The present invention relates to improvements in destaticized driving belts.
Driving belts such as V-belts and timing belts are normally manufactured from rubber or high polymer compounds. When such a belt is being run, due to slippage on the pulleys on which it is run, the belt has a tendency to become charged with static electricity As a consequence, there is a danger of receiving a strong electric shock if the belt is touched.
There have heretofore been employed various techniques for preventing such a belt from being charged with electricity. These include the following: (1) conductive powder is adhesion-bonded to tension members, or metal foils are wound on their outer surfaces (Japanese Utility Model No. 18032/1975); (2) highly conductive woven fabrics are arranged on outer belt faces (Japanese Patent Laid-Open Pat. Appln. No. 63150/1981); and (3) carbon powder is applied to the belt sides, or members constituting the belt side face are made to contain carbon powder (Japanese Laid-Open Pat. Appln. No. 124563/1977).
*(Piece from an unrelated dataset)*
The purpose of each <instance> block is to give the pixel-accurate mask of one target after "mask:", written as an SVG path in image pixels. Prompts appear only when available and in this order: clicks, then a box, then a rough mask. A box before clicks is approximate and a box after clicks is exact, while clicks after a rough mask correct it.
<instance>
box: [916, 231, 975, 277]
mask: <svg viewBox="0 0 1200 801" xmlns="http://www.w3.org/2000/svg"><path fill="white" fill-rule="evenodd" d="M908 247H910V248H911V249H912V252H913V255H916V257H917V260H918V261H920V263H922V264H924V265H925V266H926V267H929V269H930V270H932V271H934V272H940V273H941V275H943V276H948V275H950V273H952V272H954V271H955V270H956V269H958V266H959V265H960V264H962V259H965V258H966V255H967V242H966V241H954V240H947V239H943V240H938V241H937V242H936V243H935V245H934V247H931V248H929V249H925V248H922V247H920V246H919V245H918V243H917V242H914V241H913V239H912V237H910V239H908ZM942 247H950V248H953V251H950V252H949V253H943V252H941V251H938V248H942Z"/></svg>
However, those techniques have disadvantages.
These include, in the case of (1), an uncertain charging preventive effect due to variations in the coil pitch of the tension member, low adhesion between the tension member and the rubber, reduction of the life of the belt because of the low adhesion between the tension member and the rubber when metal foil is wound thereon, and difficulties in carrying out foil-winding operations and unsatisfactory results thereof; in the case of (2), i.e., coating outer layers with woven fabrics, problems related to the strength of woven fabrics and attendant high costs; and further, in the case of (3), a fast reduction in the conductive function resulting from scattering of carbon powder while the belt running.
On the other hand, use has been made of conductive powders such as carbon, graphite or copper in the form of powder blended with a rubber component of, for example, a compressed layer (14), as shown in FIG. 1. However, such use of conductive powder has been proved not only disadvantageous but also unsatisfactory in that the dispersion properties are reduced as the quantity of additive increases, and the mechanical properties of rubber are adversely affected. With respect to destaticization of a belt of this type, there is another disadvantage in that, although the conductive rubber layer functions properly as a destaticizer while the belt is new, the conductive rubber layer rapidly wears out and ultimately stops functioning as a destaticizer.
The difference in abrasion is mainly due the fact that the driving belt is composed of different rubber materials, whereby the conductive rubber forming the compressed rubber layer 14 wears faster than that of the tension layer 13 or the cushion rubber 12 of the tension member layer. As a consequence, the destaticizing function will be eliminated if the belt starts floating on the pulley and the flange and fails to come in contact with the belt.